Cynical Movie Review: The Muppet Movie



In a faraway time and place (1979), Kermit the Frog lives in a swamp, happy with his swamp friends and his banjo. He runs into a Hollywood agent, portrayed by some guy who was probably famous in the 70s and may or may not be Paul Prudhomme, who encourages him to go to Hollywood and become an entertainer, where he will make 'millions of people happy.'

Kermit packs up and heads to Hollywood on his Schwinn bicycle, but runs into Doc Hopper, a restaurant mogul that specializes in southern food-particularly a chain that sells frog legs. He offers Kermit some money to become the new advertising face of Hopper's restaurants, but Kermit refuses to participate in what to him is cannibalism. This drives Doc Hopper crazy, and he starts to pursue Kermit across the country.

Along the way, Kermit meets up with the rest of the Muppets and has some amusing adventures with the notable exceptions of an interminably long 'romantic' music number with Miss Piggy and the newly introduced fact that Doc Hopper has escalated things to the point where he has hired a 'frog assassin' (who explicitly states that his job is to 'kill frogs,' which he demonstrates by firing a trident-like projectile at a Kermit target practice thing). 

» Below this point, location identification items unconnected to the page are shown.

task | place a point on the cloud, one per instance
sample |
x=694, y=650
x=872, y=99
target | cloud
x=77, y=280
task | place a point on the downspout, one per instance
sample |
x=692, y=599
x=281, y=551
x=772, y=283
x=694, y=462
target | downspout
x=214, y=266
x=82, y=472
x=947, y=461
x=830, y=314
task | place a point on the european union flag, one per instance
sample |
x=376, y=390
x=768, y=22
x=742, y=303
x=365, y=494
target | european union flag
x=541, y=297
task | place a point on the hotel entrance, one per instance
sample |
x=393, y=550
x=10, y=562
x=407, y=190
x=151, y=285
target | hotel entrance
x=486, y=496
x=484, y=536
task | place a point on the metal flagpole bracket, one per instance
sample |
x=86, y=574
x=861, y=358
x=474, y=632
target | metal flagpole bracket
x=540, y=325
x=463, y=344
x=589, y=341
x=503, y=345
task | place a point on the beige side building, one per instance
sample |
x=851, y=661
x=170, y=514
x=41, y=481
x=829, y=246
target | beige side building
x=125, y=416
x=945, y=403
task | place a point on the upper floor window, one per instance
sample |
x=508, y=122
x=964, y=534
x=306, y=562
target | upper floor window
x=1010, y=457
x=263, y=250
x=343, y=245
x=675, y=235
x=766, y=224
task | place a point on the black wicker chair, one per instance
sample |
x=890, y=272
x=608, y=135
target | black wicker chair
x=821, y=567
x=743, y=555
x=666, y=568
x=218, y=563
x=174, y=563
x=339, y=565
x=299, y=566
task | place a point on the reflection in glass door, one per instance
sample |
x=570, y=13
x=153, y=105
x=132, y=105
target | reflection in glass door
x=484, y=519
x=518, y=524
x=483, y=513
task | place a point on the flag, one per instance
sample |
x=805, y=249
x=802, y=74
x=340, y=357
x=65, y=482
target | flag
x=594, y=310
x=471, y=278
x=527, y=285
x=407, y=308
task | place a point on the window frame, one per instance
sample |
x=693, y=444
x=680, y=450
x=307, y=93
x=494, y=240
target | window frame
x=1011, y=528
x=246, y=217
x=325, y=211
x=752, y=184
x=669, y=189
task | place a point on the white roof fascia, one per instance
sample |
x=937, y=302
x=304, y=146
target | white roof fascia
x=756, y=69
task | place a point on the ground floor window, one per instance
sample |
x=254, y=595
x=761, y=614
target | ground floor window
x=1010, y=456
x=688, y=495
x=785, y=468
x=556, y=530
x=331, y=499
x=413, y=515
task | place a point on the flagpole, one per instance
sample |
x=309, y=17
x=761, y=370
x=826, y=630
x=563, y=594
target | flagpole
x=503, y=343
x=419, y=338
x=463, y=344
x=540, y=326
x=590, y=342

Around this time, the children watching the movie start to wonder if they should be watching what is essentially Blade Runner with more music numbers. It all leads to an extremely tense showdown, lacking even a hint of levity, in a ghost town in which Kermit makes an impassioned plea for his life and Hopper advises his assassin to 'kill him.' 

Fortunately, it all end happily when a hellishly large Animal breaks through a roof because he ate some growth pills and roars, scaring all the bad guys away. Unfortunately, they never get their comeuppance, and likely redirect their efforts to murdering Shari Lewis' beloved 'Lambchop' character.

Meanwhile the Muppets get a movie contract and film a terrible retelling of the entire movie we just saw except with ridiculous plywood sets and props. An accident causes the sound stage to collapse and Kermit closes things with the lyrics, "Life's like a movie, write your own ending." So if you were hoping for the movie to end, you are out of luck.

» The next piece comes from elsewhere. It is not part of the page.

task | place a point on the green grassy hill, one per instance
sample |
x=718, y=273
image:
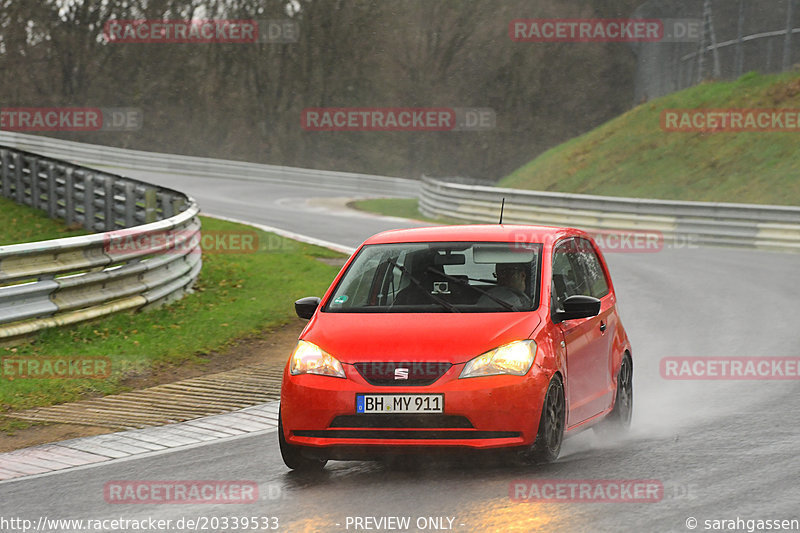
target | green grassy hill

Why Jim Henson thought this would be the right plot for what had to be a lifelong dream to bring the Muppets to the big screen is anyone's guess. All I can think is that he must have had a dark side (after all, Muppets Take Manhattan is based around the hilarious and similarly child-friendly premise of Kermit being hit by a car and left to die in the street) and for some reason thought that modern kids just need to cry themselves to sleep a little more.

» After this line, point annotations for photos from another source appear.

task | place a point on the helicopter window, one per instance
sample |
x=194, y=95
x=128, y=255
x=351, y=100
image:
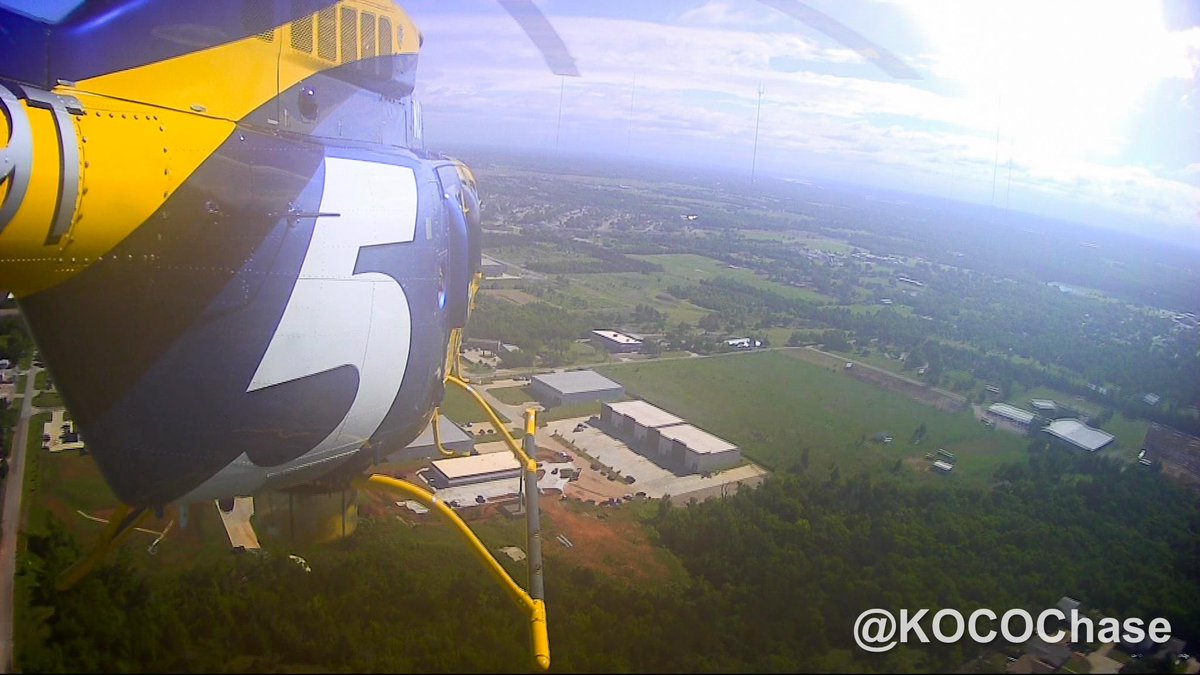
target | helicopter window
x=384, y=47
x=384, y=36
x=349, y=35
x=367, y=35
x=42, y=11
x=327, y=34
x=301, y=35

Incidentally, he wasn't alone in this perspective. I don't know what it was about the late 70s/early 80s that had people like Steven Spielberg causing beloved alien E.T. to fall into a ditch, get pneumonia, and literally die. Mark Steyn once wrote that he didn't like Sesame Street because it sanitized the 'monsters' in the world and cocooned kids into not knowing that the world was dangerous. Though I disagree and think some childhood innocence is not a bad thing, I assume Jim Henson and others traveled into the future, read that article, and decided to work overtime to horrify children with murdering Muppets and putting scary things in Labyrinth and so on. 

1 comment:

Anonymous said...

It should be noted parenthetically that the Kermit-rides-a-bicycle scene was considered a modern wonder at the time. Siskel and Ebert had a lively discussion on HOW that could have been done.